How are these issues being negotiated?

Since September 2008, much of the negotiating has taken place in the chairperson’s consultations with groups of delegates. He has nicknamed these “walks in the woods” partly because they have taken place outside the WTO.

Before that, up to July, 2008  the hard talking on agriculture took place in meetings of 36–37 representative delegations, a more manageable size than sessions of the full membership. The process was controlled by meetings of the full membership and was chaired by the talks’ chairperson, Ambassador Crawford Falconer of New Zealand. The 36–37 met in Room E (sometimes Room D)at the WTO and the sessions were sometimes called “Room E” or “Room D” meetings. All coalitions were represented to ensure the talks were inclusive and transparent.

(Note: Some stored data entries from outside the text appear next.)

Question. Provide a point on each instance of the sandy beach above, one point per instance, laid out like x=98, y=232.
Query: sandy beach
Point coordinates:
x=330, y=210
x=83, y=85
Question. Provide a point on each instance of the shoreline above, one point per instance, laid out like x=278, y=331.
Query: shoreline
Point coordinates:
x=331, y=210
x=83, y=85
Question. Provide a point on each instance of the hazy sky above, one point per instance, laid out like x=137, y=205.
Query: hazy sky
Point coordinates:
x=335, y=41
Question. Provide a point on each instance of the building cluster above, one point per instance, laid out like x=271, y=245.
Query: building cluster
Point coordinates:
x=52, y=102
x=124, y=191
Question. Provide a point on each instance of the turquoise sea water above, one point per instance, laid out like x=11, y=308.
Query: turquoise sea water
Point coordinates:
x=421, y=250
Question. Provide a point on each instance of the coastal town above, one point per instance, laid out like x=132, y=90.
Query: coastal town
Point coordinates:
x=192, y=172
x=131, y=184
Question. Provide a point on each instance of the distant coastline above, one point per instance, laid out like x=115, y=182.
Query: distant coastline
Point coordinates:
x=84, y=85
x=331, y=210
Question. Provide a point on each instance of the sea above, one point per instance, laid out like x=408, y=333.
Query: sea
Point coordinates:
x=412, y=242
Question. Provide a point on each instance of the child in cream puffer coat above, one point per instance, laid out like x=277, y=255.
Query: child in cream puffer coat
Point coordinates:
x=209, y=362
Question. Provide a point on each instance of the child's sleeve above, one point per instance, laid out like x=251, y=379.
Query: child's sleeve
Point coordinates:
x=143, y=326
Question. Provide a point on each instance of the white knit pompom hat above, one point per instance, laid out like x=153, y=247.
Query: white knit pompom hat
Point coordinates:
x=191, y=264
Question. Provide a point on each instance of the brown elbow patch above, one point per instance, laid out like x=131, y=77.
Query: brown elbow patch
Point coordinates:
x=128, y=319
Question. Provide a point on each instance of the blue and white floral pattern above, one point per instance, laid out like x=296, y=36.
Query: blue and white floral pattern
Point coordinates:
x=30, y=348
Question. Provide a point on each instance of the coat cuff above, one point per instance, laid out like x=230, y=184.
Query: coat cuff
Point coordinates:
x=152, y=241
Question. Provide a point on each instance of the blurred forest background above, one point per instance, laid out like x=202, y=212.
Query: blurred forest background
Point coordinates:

In 2008 there have been 37 delegations in Room E. The most recent list is:
Argentina (Cairns Group, G-20), Australia (Cairns Group coordinator), Benin (Cotton-4, African Group, least-developed, Africa-Caribbean-Pacific), Brazil (G-20 coordinator, also Cairns), Burkina Faso (Cotton-4 coordinator, also African Group, least-developed, ACP), Canada (Cairns),  China (G-33, G-20, recent new member), Colombia (Cairns, tropical products group), Costa Rica (tropical products coordinator, also Cairns), Côte d’Ivoire (African Group coordinator, also ACP), Cuba (G-33, small and vulnerable economies), Dominican Republic (small-vulnerable economies coordinator, also G-33), Ecuador (tropical products, recent new member), Egypt (G-20, African Group), EU, India (G-33, G-20), Indonesia (G-33 coordinator, also G-20, Cairns), Jamaica (ACP coordinator, also G-33, small-vulnerable), Japan (G-10), Kenya (G-33, African, ACP), Rep. Korea (G-33, G-10), Lesotho (least-developed countries coordinator, also African Group, ACP), Mauritius (G-33, ACP, African), Malaysia (Cairns), Mexico (G-20), New Zealand (Cairns), Norway (G-10), Pakistan (Cairns, G-20, G-33), Paraguay (Cairns, G-20, tropical products, small-vulnerable), Philippines (G-33, G-20, Cairns), Switzerland (G-10 coordinator), Chinese Taipei (recent new members coordinator, also G–10), Thailand (Cairns, G-20), Turkey (G-33), Uruguay (Cairns, G-20), US, Venezuela (G-33, G-20)

(Previously, during 2007: Panama as recent new members coordinator; Uganda as African Group coordinator.)